Plaintiffs allege that BB&T has benefited at the expense of plan participants by using BB&T’s own funds which also include those managed by its wholly owned subsidiary Sterling Capital Management. The plan is alleged to currently have about $2.93 billion in plan assets.

According to plaintiffs, until 2009, the plan only had BB&T mutual funds, but since then non-proprietary funds have been added. BB&T has also been the plan’s recordkeeper in addition to the primary asset manager of the plan. Plaintiffs allege that through this setup, BB&T profited at the expense of the plan’s participants by allowing the plan to generate excessive revenue sharing which went to BB&T and not engaging in an arm’s length RFP process to find a different recordkeeper. Like other lawsuits filed by the Schlichter firm, they claim these funds are also imprudent when compared to a lineup of Vanguard fund or if separate account or collective trusts had been used rather than mutual funds.

The complaint also alleges that many of the BB&T funds in the plan were poorly performing including Sterling Capital International Fund. Finally, the complaint also attacks the use of a BB&T money market type product rather than a stable value fund, as well as the unitized structure of the BB&T company stock fund in the plan, an issue that also has been litigated in previous cases.

Also worth noting is that a separate lawsuit has been filed against BB&T by a different plaintiffs firm. That suit, Bowers v BB&T will be litigated along with Smith v. BB&T.

Our Thoughts

What is immediately worth noting is that the cases against Oracle and Anthem do NOT involve allegations of self dealing under ERISA. Such allegations have been the lynch pin of trial decisions and settlements in the recent successes by the plaintiff’s ERISA bar. Instead, the claims attack the process and substance of the fiduciary decision making by the defendants.
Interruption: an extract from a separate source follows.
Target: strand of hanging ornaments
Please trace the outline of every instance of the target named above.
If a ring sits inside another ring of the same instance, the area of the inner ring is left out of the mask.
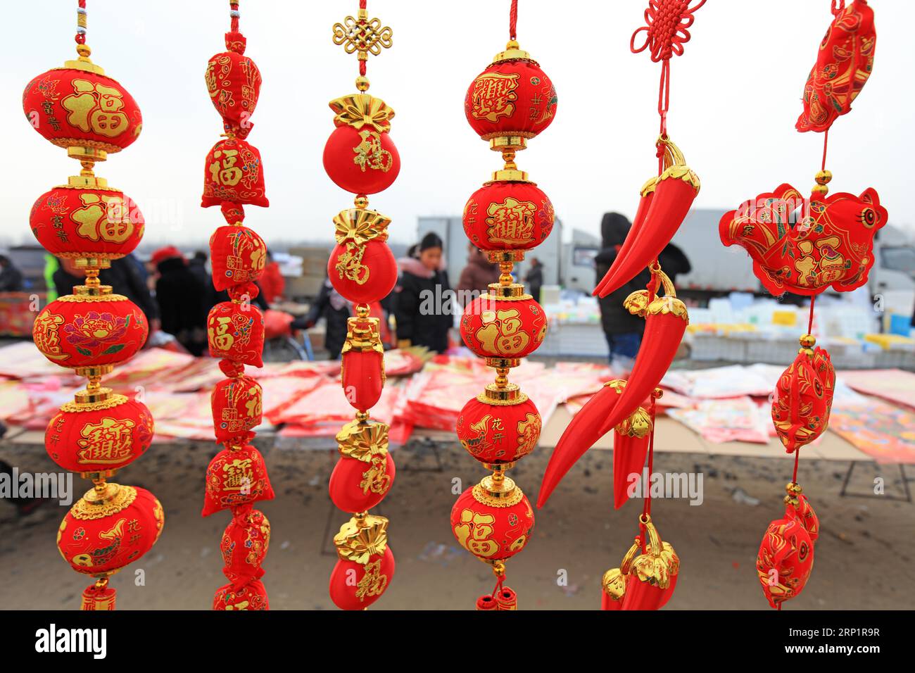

On the other hand, the cases against Reliance/Insperity and BB&T both involve allegations of self dealing. The case against BB&T has a familiar pattern and is similar to ones previously filed against Ameriprise and Fidelity.

Also worth noting is that the Pledger v. Reliance Trust case may be the first case to address the common practice of outsourced investment managers using their own products/solutions as substitutes for more mainstream target date funds. This is become a more common thing to see in the form of model portfolios and collective trusts. It will be important to pay close attention to the way in which the relationship was established by Reliance and Insperity, as there is definitely a right way to do it and a wrong way. We will make sure to pass along more information when it becomes available in the case.

One final thought I’d like to discuss is one that anyone who has seen me speak has heard…having an outsourced fiduciary provider in most instances will NOT stop a plan sponsor from also being sued. In Pledger v. Reliance Trust, the complaint states that Reliance was selected as the outsourced investment manager and discretionary trustee. But yet Insperity was still sued and it is alleged that they are as much responsible for the claims involving investments as is Reliance, the outsourced fiduciary. While I understand that Insperity has its own independent claims against it, it is worth emphasizing that Insperity as the plan sponsor still needs to fight its way out of this lawsuit, like any other plan sponsor who might get sued would. While a plan sponsor in another situation, or Insperity here, may be able to show that all responsibility over investments was that of the outsourced fiduciary, the time and expense of defending a lawsuit is very real and many times may be more or as much as the ultimate damages that a court could find against them. The ultimate conclusion here is that for a plan sponsor, outsourcing a fiduciary role to a service provider is not a total insulation from risk. And this lawsuit provides a nice example of that. Instead, there should be other valid reasons (of which there are many) for outsourcing fiduciary roles to service providers.

We will continue to monitor these cases and will be posting soon about the other new cases that have recently been filed.